# Air Quality Data Collection
This notebook will be used to get the air quality data and clean the datasets, so we can use them for data analysis and making our model. The data will be collected using the dustmonitor API of TNO (https://ilm2.site.dustmonitoring.nl). 

In [41]:
import pandas as pd
import os
import requests
import warnings

from datetime import date
from dateutil.relativedelta import relativedelta

pd.set_option('display.max_columns', None)
warnings.filterwarnings('ignore')

print('Pandas version:', pd.__version__)

Pandas version: 2.2.3


In [42]:
# make new directory for data
root_dir = os.path.join("data")
os.makedirs(root_dir, exist_ok=True)

# save data from api
data_dir = os.path.join(root_dir, 'api_data')
os.makedirs(data_dir, exist_ok=True)

Firts we will collect all the data we want from the dust monitoring API. We want to collect as much data starting in 2021, because that is when most sensors on the locations we have selected started collecting data. The data will be collected with a granularity of 1 day, with the average value of the day. The reason we have selected certain locations is because they are located in the centre of Eindhoven, near a green area or outside the centre.

In [43]:
def get_data(start: str, end: str, interval: int):
    data = requests.get(
        f"https://ilm2.site.dustmonitoring.nl/download?from={start}&to={end}&interval={interval}&align=1&type=csv-semicolon&p=545&p=535&p=522&p=547&p=551&p=527&p=528&s=10&s=11&s=128&s=129&s=130&s=145&s=146"
    )

    return data.text

_date = date(2021, 1, 1)

while True:
    start_date = _date
    end_date = _date + relativedelta(months=12)
    interval = 86400
    data = get_data(start_date.strftime("%Y-%m-%d"), end_date.strftime("%Y-%m-%d"), interval)

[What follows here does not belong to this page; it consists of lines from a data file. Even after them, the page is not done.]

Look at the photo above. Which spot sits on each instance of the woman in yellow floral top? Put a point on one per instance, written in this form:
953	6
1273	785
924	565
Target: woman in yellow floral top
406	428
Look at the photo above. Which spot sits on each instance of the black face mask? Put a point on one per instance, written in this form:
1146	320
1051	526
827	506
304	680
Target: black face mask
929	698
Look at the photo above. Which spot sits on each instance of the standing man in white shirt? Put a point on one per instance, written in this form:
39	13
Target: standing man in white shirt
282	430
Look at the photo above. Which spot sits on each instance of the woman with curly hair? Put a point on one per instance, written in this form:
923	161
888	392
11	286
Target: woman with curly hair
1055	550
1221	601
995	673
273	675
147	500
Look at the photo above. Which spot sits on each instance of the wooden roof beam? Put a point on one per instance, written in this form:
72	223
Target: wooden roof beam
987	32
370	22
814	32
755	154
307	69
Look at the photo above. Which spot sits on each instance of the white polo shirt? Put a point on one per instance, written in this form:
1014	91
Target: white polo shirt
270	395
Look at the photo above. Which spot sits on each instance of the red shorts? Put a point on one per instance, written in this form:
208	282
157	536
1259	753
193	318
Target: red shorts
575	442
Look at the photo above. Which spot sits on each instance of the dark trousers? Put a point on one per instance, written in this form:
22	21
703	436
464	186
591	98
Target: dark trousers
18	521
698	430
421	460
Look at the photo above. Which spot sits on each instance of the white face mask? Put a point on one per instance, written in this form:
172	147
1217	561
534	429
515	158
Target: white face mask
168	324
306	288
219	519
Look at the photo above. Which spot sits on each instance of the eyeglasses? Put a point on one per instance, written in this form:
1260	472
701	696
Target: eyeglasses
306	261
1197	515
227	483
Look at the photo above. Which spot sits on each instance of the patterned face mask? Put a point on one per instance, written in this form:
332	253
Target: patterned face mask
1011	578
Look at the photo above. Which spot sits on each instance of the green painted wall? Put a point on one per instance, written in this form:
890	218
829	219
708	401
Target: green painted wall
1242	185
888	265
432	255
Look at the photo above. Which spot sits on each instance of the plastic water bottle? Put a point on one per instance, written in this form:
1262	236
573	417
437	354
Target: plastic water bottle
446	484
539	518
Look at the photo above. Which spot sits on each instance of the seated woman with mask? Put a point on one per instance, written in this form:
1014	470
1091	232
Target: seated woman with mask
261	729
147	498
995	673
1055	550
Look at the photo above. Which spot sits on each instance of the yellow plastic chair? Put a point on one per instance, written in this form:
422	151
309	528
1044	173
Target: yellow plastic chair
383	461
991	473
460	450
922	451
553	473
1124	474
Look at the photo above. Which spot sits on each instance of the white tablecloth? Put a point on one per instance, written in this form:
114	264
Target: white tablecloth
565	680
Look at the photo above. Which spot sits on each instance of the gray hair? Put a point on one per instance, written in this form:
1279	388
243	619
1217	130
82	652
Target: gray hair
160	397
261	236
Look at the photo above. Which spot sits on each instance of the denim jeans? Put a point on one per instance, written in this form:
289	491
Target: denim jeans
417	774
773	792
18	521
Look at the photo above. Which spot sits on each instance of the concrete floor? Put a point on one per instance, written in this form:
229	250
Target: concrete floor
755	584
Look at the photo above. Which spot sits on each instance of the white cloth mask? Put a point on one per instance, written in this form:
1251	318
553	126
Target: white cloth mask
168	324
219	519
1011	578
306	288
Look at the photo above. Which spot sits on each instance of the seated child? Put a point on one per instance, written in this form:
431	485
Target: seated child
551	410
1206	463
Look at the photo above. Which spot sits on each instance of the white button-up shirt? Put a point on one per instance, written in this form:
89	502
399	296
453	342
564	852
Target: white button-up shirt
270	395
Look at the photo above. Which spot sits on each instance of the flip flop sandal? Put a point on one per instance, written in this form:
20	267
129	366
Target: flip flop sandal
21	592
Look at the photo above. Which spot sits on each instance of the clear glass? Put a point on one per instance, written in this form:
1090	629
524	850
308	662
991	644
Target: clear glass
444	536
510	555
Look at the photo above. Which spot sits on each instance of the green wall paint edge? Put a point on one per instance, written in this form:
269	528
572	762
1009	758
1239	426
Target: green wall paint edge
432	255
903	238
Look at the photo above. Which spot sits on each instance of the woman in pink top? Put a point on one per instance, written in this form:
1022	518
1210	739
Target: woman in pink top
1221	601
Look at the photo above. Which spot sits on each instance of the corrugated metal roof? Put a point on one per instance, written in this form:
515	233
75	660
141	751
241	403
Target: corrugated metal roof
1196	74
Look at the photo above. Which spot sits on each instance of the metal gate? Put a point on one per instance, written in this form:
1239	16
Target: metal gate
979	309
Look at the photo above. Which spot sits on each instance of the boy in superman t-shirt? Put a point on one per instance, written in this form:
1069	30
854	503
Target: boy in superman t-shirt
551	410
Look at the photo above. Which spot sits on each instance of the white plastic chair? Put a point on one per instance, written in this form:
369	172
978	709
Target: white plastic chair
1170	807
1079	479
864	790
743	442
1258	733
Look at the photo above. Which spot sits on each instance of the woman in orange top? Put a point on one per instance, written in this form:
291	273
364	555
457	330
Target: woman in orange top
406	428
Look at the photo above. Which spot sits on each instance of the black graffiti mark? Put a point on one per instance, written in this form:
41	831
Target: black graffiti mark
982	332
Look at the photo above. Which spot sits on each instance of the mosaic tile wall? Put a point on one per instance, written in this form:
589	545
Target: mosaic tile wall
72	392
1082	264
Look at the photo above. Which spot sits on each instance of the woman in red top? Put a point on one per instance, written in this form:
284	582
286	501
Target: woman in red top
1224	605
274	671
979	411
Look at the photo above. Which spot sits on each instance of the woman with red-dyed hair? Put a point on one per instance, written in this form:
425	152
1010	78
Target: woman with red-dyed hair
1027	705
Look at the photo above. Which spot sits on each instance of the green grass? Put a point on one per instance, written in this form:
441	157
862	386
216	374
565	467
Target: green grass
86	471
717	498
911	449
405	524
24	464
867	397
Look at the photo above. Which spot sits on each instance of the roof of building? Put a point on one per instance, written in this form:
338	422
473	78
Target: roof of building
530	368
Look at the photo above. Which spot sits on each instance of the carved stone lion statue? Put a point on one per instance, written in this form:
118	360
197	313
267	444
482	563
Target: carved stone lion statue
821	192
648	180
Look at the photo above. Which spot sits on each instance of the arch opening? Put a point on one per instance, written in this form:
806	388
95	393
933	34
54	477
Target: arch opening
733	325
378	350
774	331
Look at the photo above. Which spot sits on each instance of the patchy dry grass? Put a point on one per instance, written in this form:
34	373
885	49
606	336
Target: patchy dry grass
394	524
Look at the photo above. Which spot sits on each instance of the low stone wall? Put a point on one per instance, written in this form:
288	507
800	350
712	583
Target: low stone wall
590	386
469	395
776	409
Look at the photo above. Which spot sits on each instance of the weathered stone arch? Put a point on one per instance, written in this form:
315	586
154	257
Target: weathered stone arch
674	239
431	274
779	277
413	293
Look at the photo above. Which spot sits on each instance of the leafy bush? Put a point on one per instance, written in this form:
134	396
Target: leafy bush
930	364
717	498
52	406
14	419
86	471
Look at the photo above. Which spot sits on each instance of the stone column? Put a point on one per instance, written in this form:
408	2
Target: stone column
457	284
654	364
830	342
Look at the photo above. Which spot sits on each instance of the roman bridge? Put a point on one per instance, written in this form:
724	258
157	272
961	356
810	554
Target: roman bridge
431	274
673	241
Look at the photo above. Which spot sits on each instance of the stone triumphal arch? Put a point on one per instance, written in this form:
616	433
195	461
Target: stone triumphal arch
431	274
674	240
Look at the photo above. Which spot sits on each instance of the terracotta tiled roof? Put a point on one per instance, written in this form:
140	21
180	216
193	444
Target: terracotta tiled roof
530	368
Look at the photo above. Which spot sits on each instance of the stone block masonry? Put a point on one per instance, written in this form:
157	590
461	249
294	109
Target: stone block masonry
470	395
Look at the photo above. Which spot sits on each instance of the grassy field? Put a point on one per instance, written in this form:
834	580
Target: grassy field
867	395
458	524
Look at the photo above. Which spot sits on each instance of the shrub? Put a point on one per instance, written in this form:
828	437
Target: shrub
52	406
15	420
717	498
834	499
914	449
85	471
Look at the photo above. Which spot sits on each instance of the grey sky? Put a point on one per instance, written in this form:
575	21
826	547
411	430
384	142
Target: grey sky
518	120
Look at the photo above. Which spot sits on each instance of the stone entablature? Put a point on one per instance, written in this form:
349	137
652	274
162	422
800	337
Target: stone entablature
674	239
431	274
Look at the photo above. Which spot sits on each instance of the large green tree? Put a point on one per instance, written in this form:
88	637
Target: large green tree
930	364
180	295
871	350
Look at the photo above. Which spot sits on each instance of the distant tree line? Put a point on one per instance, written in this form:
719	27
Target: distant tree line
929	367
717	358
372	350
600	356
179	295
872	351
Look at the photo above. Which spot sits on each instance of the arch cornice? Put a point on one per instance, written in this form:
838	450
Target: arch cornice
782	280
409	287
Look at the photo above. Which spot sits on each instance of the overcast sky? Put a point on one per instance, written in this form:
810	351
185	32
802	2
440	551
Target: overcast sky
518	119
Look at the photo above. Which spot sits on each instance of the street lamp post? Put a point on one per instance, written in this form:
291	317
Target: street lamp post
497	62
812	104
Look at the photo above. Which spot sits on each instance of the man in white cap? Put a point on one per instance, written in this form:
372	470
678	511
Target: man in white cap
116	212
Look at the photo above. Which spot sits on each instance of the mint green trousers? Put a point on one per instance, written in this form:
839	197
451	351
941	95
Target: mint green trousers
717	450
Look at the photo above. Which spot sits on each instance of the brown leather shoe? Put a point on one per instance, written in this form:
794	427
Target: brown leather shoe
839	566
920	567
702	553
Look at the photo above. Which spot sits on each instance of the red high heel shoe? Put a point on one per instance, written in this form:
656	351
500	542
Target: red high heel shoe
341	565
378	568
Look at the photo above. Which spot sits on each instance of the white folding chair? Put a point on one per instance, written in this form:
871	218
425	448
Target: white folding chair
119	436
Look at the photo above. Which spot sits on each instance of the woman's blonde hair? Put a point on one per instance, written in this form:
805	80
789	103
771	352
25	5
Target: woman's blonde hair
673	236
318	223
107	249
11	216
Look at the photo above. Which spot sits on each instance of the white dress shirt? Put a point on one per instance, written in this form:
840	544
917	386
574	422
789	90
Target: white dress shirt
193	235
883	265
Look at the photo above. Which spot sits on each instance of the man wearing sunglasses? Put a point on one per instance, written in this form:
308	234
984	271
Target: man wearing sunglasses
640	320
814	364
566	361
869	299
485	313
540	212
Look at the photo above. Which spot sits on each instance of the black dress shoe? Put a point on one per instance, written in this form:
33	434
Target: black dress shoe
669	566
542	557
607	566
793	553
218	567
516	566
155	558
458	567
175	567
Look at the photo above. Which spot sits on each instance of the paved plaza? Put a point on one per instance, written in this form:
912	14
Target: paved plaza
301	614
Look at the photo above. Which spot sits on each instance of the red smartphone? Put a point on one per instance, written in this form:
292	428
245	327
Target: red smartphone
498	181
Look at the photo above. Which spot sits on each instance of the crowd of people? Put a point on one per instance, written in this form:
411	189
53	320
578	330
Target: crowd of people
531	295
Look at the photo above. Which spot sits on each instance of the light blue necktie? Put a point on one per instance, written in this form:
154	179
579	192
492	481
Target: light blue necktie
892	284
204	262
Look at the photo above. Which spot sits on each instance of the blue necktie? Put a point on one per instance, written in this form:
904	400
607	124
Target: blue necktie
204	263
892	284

    file_path = os.path.join(data_dir, f"data_{start_date.strftime('%Y-%m-%d')}_{end_date.strftime('%Y-%m-%d')}.csv")

    with open(file_path, "+w") as f:
        f.write(data)

    _date = end_date
    if _date > date(2024, 1, 2):
        break

The data needs to be formatted correctly so it is usable, we will remove the headers of the csv and set the correct columns.

In [97]:
csv_dir = os.path.join(root_dir, "csv")
os.makedirs(csv_dir, exist_ok=True)

dfs = []
for file in os.listdir(data_dir):
    file_path = os.path.join(data_dir, file)

    if not os.path.isfile(file_path):
        continue

    df = pd.read_csv(file_path, index_col=False, sep=";")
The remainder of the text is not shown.